La police a procédé à l’arrestation d’au moins une dizaine d’autres colporteurs ayant participé aux rassemblements de la semaine dernière devant la municipalité de Port-Louis et le Renganaden Seeneevassen Building. Ces derniers ont été interrogés en matinée en présence de leurs hommes de loi par les éléments de la Criminal Investigation Division (CID) de Port-Louis Sud, après quoi une charge provisoire de “remaining in an unlawful assembly after warning given” devait être logée contre eux.

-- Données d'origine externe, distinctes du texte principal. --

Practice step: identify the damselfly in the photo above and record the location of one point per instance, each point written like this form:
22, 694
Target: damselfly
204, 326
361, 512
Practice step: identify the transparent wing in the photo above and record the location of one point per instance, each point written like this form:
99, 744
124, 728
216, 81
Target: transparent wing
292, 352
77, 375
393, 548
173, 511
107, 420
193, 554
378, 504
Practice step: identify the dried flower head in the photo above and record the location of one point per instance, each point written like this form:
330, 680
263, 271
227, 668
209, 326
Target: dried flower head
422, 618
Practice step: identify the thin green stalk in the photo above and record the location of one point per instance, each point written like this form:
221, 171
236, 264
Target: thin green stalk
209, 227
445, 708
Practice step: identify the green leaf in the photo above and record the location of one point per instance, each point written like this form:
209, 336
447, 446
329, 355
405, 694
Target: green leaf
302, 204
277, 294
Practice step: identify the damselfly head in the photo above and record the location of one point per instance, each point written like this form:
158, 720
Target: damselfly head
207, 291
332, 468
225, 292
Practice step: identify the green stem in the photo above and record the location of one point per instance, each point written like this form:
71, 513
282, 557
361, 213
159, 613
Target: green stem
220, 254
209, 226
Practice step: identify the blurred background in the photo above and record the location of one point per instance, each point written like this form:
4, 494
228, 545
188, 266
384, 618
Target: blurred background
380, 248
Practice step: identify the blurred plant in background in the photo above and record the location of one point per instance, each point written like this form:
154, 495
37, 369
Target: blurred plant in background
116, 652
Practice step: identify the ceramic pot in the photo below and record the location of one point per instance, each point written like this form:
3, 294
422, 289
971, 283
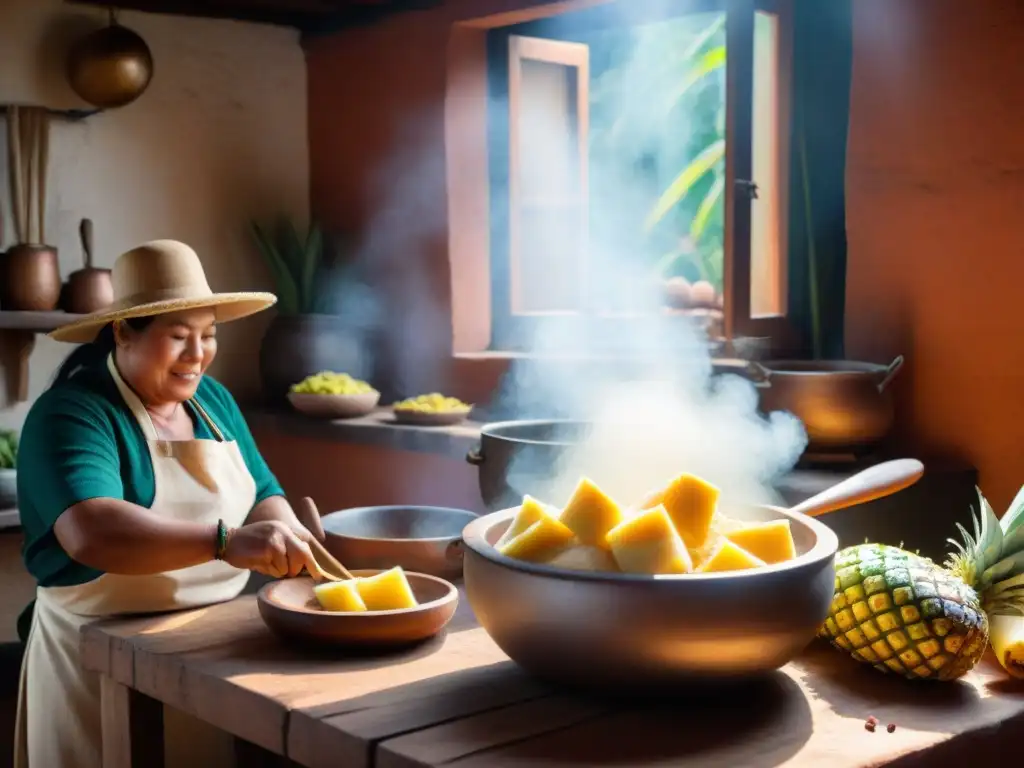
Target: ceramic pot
298, 345
845, 406
31, 279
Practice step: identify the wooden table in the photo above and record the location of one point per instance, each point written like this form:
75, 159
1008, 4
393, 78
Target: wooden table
459, 702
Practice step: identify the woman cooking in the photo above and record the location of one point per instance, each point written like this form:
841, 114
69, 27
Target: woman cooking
140, 488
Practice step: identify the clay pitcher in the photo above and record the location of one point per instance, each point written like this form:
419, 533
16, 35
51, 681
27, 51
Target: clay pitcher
31, 279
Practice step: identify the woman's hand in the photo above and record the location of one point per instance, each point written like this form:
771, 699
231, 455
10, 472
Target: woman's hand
271, 548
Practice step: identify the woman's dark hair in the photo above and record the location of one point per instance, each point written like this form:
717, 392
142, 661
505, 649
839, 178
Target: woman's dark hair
94, 352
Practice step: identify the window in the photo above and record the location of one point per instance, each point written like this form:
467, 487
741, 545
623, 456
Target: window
637, 164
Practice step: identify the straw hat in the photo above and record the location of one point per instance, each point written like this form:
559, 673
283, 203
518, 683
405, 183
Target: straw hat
158, 278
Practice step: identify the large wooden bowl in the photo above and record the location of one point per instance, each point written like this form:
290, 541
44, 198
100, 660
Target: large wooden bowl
334, 406
616, 631
290, 609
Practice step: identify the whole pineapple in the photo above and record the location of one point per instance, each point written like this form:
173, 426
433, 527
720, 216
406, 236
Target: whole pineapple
902, 612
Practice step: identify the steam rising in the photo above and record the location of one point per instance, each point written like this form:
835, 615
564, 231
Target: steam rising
644, 385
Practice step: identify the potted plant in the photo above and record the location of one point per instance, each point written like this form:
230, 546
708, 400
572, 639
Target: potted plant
320, 324
8, 473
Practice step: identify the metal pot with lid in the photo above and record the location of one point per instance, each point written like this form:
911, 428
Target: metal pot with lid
845, 406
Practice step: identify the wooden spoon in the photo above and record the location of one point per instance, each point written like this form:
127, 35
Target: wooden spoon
329, 566
875, 482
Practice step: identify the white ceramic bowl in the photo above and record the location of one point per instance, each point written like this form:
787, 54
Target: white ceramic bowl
431, 419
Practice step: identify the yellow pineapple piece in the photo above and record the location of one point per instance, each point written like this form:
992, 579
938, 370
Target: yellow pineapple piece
648, 544
529, 512
591, 514
772, 542
728, 556
339, 596
540, 542
690, 503
388, 590
582, 557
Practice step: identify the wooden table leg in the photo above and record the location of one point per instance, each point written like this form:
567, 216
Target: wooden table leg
133, 727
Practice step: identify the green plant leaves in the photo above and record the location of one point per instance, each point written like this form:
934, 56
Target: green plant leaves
704, 162
296, 264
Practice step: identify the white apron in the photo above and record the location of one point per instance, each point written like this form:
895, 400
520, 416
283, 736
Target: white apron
58, 723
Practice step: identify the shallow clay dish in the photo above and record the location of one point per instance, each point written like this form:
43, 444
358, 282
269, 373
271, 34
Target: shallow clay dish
421, 419
334, 406
424, 540
290, 609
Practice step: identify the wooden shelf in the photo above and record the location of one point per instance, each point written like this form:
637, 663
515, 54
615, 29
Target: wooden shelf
35, 322
17, 337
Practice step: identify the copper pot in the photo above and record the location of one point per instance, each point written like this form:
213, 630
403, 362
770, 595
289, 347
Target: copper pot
845, 406
32, 279
110, 68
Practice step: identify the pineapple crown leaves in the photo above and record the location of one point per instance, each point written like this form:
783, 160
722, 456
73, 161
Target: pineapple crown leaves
991, 559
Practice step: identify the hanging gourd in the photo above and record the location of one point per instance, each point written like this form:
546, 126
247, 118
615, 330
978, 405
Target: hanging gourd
111, 67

Les marchands ambulants devaient par la suite être traduits devant la Cour de District de Port-Louis en début d’après-midi pour être relâchés après avoir fourni une caution. Hier, un autre groupe de six marchands ambulants avaient été arrêtés après leur interrogatoire aux Casernes. Ils ont comparu devant la Cour de District de Port-Louis sous la même charge provisoire que le groupe de colporteurs interpellés en matinée, et ont été relâchés après avoir fourni une caution et signé une reconnaissance de dettes de Rs 5 000 chacun. Trois d’entre eux ont payé une caution de Rs 1 000 et les autres Rs 1 500 chacun. Leurs camarades marchands ambulants étaient également présents à la New Court House en guise de soutien. Mardi, c’était au tour de Hyder Raman, président du Front commun des marchands ambulants, et de Rehaad Bahadoor et Feroz Wahedally d’être appréhendés pour rassemblement illégal. Dans une déclaration à la presse à leur sortie du tribunal hier, deux d’entre eux nient avoir participé à des manifestations et se justifient par le fait qu’ils étaient présents au NPF Building pour attendre de rencontrer le ministre des Collectivités locales, Anwar Husnoo, en vue de négocier au sujet de certaines conditions de leur relogement à Decaen et Immigration.

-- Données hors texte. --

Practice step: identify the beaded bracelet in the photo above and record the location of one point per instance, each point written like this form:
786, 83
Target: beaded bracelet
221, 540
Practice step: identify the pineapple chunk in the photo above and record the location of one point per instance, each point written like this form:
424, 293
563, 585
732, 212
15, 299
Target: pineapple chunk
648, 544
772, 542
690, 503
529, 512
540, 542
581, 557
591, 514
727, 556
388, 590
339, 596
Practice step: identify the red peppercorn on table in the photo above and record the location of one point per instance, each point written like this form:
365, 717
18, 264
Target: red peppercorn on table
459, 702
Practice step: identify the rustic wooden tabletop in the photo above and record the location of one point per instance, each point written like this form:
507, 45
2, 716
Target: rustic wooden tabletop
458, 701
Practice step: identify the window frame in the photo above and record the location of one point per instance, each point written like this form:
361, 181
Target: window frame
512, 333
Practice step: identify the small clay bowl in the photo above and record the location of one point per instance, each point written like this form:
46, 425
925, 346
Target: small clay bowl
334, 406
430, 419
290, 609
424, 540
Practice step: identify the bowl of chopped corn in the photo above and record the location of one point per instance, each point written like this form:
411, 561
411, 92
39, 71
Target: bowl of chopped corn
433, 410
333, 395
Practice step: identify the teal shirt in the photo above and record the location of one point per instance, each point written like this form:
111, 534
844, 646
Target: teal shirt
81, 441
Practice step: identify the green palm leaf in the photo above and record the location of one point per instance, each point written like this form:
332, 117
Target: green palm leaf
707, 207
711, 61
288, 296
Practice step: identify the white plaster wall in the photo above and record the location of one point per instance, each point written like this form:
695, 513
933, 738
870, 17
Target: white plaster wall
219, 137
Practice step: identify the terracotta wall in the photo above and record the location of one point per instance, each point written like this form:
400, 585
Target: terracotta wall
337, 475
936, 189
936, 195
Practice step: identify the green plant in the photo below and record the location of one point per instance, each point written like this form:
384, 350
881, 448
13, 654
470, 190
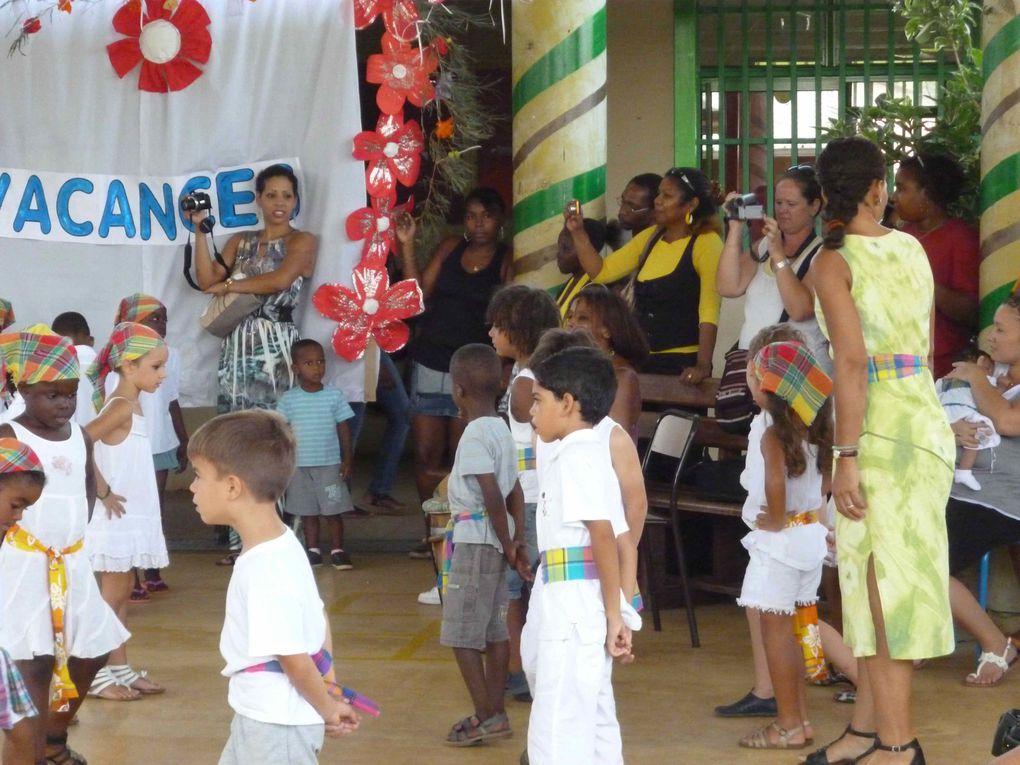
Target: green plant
953, 124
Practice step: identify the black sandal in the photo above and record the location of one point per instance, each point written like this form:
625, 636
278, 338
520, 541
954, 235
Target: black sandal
914, 745
820, 756
64, 755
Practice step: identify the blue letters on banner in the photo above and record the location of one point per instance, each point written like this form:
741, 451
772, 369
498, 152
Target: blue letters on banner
230, 199
27, 213
194, 184
117, 211
73, 227
149, 206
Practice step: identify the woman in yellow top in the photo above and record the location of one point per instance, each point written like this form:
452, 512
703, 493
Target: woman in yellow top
674, 296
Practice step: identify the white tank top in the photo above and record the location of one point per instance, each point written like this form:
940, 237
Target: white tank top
522, 434
60, 516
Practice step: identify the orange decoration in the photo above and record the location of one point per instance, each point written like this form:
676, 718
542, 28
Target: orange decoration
444, 129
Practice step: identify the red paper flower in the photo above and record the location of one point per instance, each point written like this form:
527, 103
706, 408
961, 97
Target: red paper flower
400, 16
393, 152
166, 43
402, 72
376, 226
372, 307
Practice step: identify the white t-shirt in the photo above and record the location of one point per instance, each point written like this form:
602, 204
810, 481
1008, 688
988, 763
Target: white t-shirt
486, 447
156, 406
86, 410
272, 609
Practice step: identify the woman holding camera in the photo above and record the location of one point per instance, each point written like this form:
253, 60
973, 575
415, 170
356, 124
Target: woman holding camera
672, 266
774, 275
272, 263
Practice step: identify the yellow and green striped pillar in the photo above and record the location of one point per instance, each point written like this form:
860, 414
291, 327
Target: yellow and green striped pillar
559, 125
1000, 156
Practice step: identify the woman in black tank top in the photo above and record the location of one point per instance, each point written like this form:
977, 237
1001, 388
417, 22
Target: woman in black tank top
458, 281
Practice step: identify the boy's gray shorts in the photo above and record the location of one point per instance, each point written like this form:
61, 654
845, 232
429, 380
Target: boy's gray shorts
254, 743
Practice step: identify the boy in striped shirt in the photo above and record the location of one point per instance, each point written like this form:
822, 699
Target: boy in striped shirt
318, 414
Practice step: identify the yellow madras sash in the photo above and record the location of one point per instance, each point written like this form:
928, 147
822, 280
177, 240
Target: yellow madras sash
448, 545
62, 689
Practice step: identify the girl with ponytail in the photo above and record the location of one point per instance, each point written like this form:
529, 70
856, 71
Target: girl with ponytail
894, 453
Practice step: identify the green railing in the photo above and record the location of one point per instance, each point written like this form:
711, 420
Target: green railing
755, 80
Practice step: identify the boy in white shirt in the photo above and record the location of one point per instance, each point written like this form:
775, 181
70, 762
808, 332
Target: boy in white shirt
275, 638
574, 623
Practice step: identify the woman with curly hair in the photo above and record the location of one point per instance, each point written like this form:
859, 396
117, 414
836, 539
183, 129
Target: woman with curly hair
894, 453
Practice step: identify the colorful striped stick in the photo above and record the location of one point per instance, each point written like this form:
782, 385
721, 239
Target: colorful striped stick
559, 125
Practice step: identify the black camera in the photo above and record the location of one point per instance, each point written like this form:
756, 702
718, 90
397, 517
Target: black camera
195, 202
745, 207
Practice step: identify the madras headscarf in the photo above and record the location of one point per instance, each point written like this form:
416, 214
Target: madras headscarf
137, 307
788, 370
39, 355
130, 341
16, 457
6, 314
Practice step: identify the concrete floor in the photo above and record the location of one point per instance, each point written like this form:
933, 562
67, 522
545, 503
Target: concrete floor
387, 646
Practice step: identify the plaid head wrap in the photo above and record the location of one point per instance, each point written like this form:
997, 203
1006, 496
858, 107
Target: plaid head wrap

Dans une déclaration au Mauricien, Hyder Raman dit souhaiter que « cet épisode d’arrestations des marchands ambulants soit le dernier » car « cela crée une véritable psychose », selon lui. Ce dernier compte par ailleurs adresser dans le courant de la journée une lettre au Premier ministre, sir Anerood Jugnauth, et au Deputy Prime Minister Xavier-Luc Duval.

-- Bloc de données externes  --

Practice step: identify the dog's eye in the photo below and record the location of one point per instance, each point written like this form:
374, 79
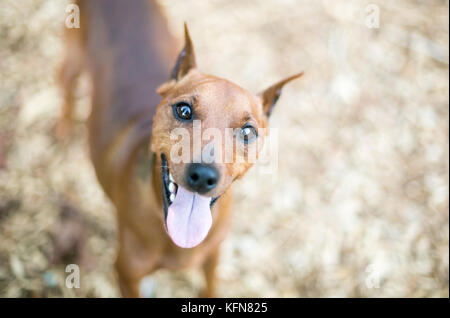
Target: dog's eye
247, 133
183, 111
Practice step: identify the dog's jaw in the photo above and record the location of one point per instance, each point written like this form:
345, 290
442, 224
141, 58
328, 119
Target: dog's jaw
187, 215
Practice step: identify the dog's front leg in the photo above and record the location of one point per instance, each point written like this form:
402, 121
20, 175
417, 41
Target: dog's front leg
132, 264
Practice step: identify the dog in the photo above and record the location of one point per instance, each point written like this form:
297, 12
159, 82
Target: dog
169, 214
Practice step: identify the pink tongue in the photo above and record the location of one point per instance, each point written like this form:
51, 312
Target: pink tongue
188, 218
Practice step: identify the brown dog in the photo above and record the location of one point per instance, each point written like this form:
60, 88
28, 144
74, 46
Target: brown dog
170, 214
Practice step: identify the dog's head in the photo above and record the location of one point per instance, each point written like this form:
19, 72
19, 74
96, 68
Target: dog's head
207, 132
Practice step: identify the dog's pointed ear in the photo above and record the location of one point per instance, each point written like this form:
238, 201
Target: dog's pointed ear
186, 58
270, 96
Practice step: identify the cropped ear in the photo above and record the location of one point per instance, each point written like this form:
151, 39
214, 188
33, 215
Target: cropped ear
270, 96
186, 58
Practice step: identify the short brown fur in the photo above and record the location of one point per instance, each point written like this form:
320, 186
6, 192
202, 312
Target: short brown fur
126, 48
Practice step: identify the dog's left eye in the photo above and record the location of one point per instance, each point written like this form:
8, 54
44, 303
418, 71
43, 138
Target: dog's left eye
183, 111
247, 133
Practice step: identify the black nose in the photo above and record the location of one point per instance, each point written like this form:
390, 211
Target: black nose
201, 177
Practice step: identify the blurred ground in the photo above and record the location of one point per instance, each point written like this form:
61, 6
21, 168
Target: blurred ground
360, 198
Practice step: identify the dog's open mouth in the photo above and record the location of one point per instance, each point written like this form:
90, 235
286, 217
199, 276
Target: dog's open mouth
187, 215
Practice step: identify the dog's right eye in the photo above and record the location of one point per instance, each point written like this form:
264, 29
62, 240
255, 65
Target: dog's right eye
183, 111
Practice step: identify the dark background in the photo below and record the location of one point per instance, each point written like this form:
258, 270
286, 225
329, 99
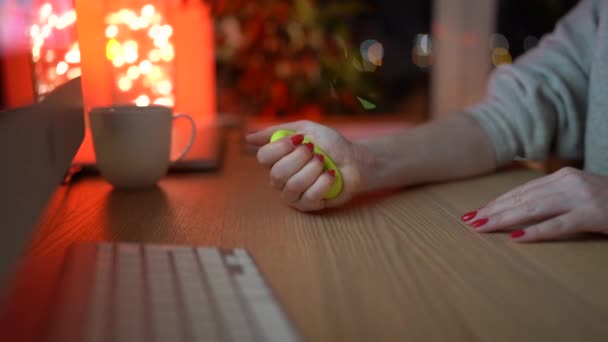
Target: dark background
395, 23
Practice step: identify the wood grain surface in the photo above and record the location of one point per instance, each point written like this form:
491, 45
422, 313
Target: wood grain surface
394, 266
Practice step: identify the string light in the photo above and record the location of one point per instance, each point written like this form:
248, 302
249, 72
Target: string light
59, 63
142, 101
141, 66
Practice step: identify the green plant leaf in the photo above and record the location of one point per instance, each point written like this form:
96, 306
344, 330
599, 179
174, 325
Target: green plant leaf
366, 104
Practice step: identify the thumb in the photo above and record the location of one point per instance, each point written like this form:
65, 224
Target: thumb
262, 137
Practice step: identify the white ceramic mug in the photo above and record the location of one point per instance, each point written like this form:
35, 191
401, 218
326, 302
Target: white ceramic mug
133, 144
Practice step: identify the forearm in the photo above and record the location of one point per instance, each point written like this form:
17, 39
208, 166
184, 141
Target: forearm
443, 150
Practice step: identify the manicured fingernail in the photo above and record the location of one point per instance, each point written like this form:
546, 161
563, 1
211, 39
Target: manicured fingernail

Entre-temps, Me Valayden a adressé une lettre au commissaire de police, Mario Nobin, pour demander que les cas des marchands ambulants interpellés soient référés au Directeur des poursuites publiques (DPP) avant que toute charge provisoire ne soit logée contre eux dans le contexte, explique l’avocat, expliquant que ces derniers doivent s’acquitter d’une caution en vue d’obtenir leur remise en liberté et que cette somme, pour certains, serait difficilement gagnée. « This will at least save the poor hawkes from going through the traumatic ordeal of having to deprive their children in order to pay for their liberty », écrit Me Rama Valayden, qui défend les colporteurs avec Mes Assad Peeroo, Anoup Goodary et Yog Ramtohul.